Thursday, March 16, 2017

"How Forgiven?"

"How Forgiven?"     

   
    Having considered yesterday the "freely given" salvation of the Lord Jesus Christ - "How Free?" - we now consider the extent of the pardon we received when we trusted in Christ.  How forgiven are believers? 

   This forgiven:  "Blessed is the man to whom the Lord will not impute sin" (Romans 4:8).

   God accounts the atoning sacrifice of His Son as so perfectly executed that those who avail themselves of His grace need never fear that He will ever again place sin on our account.  He "will not impute sin" to us because He imputed them so completely to Christ.  Thus, no jeopardy regarding our relationship with God exists since the enemy that once divided us has been vanquished.  Even the Old Testament speaks of such mercy in its foreshadowing of the redemptive work of Christ.

   "Your iniquities have separated between you and your God, and your sins have hid His face from you: (Isaiah 59:2).
   "As far as the east is from the west, so far hath He removed our transgressions from us" (Psalm 103:2).

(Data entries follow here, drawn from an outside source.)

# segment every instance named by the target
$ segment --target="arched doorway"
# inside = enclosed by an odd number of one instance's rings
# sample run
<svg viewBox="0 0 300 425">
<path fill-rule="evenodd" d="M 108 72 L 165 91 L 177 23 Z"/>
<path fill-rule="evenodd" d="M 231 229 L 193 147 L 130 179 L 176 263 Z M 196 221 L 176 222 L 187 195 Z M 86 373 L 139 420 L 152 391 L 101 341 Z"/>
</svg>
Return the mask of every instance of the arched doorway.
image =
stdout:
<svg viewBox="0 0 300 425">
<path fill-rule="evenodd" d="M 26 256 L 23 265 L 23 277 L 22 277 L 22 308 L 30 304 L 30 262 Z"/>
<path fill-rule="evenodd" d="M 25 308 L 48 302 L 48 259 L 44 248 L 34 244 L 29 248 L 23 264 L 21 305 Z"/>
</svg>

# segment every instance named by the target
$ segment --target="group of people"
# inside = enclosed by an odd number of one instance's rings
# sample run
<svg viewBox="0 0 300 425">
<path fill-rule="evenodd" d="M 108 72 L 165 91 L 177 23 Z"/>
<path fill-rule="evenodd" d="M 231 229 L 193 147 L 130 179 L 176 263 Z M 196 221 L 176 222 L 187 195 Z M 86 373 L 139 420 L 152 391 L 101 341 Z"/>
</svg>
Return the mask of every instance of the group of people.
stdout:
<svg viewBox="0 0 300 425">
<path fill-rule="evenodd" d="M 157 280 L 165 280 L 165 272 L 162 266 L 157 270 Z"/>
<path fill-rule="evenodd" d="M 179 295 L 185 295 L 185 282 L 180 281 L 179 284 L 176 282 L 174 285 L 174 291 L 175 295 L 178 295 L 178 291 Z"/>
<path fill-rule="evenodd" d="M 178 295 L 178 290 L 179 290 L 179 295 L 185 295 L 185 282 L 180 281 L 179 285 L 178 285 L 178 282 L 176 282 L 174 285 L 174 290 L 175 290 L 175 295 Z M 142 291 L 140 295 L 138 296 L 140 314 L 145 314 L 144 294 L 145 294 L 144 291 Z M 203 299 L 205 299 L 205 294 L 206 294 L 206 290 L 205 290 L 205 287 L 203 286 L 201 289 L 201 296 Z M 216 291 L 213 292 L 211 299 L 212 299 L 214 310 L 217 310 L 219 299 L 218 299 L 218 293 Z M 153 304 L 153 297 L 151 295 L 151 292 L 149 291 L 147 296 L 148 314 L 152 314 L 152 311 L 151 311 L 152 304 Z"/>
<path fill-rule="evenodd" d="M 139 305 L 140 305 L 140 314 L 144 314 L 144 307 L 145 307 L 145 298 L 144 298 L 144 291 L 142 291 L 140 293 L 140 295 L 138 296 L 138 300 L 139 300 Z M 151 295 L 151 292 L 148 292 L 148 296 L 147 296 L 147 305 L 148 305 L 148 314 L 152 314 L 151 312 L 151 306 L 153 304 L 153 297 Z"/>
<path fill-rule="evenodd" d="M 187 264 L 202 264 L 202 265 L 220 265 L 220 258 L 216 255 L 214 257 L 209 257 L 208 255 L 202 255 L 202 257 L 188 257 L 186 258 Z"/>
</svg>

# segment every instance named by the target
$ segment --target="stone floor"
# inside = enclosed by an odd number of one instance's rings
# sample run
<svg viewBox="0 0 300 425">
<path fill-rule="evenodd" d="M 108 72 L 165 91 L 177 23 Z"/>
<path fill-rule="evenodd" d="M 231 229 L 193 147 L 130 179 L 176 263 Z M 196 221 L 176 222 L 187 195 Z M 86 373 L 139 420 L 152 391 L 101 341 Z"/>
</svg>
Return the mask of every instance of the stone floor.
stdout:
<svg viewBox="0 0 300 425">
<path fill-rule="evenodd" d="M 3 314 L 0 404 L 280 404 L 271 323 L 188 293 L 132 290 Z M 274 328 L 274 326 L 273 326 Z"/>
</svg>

   Once we have entered into the safe ark of the Lord Jesus, the raging storm of God's wrath against sin can never, by God's own determination, threaten us again.  "Jesus… delivered us from the wrath to come" (I Thessalonians 1:10).  Again, the relationship is secure.  Our fellowship with our Heavenly Father, however, constitutes another matter. We may or may not walk with Him in the close communion that leads to a corresponding life of obedience.  God deals with us as a loving Father, administering tendermercies and lovingkindness as we walk with Him, but also applying the rod of correction if we stray.  "Whom the Lord loveth, He chasteneth, and scourgeth every son whom He receiveth" (Hebrews 12:6).  Note that the chastening referenced concerns the sons received, or rather those whom God has freely forgiven forever.  He loves us too much to allow sin to have dominion over us after He has granted full pardon.  Moreover, His own reputation and integrity demand that He act if His children live in a manner contrary to the grace we have received in the Lord Jesus.  Thus, while we will never face the wrath of God as a condemning judge, we can experience the painful rod of God wielded by Him as a loving Father.

   The more we know the Lord Jesus, and the more we discover how free is the forgiveness we have received in Him, the more motivated and empowered we are to love, trust, and obey Him.  God loves us so much that He made possible a salvation secured by the suffering of His Son.  He left nothing undone as He poured out the full fury of His wrath against the One who not only bore our sins, but was also "made to be sin for us" (I Peter 2:24; II Corinthians 5:21).  The further we journey into the light of such mercy, the more the Holy Spirit transforms our determinations and inclinations whereby we seek to requite the grace we have known.  "We love Him because He first loved us" (I John 4:19).  We can never repay our Lord, of course, but we can respond to His goodness by seeking to better know the full extent of our freely given relationship, and then by walking in the blessedness of fellowship and faithfulness.  How forgiven?  As mentioned yesterday in response to "How free?", sublimely, wondrously, gloriously, entirely, breathtakingly forgiven!  This is the grace of the Lord Jesus, and the brilliant illumination of truth that assures our hearts, and motivates our determination to honor Him.

"And you, being dead in your sins and the uncircumcision of your flesh, hath He quickened together with Him, having forgiven you all trespasses."
(Colossians 2:13)
"Now no chastening for the present seemeth to be joyous, but grievous: nevertheless afterward it yieldeth the peaceable fruit of righteousness unto them which are exercised thereby."
(Hebrews 12:11)

Weekly Memory Verse
   Now faith is the substance of things hoped for, the evidence of things not seen.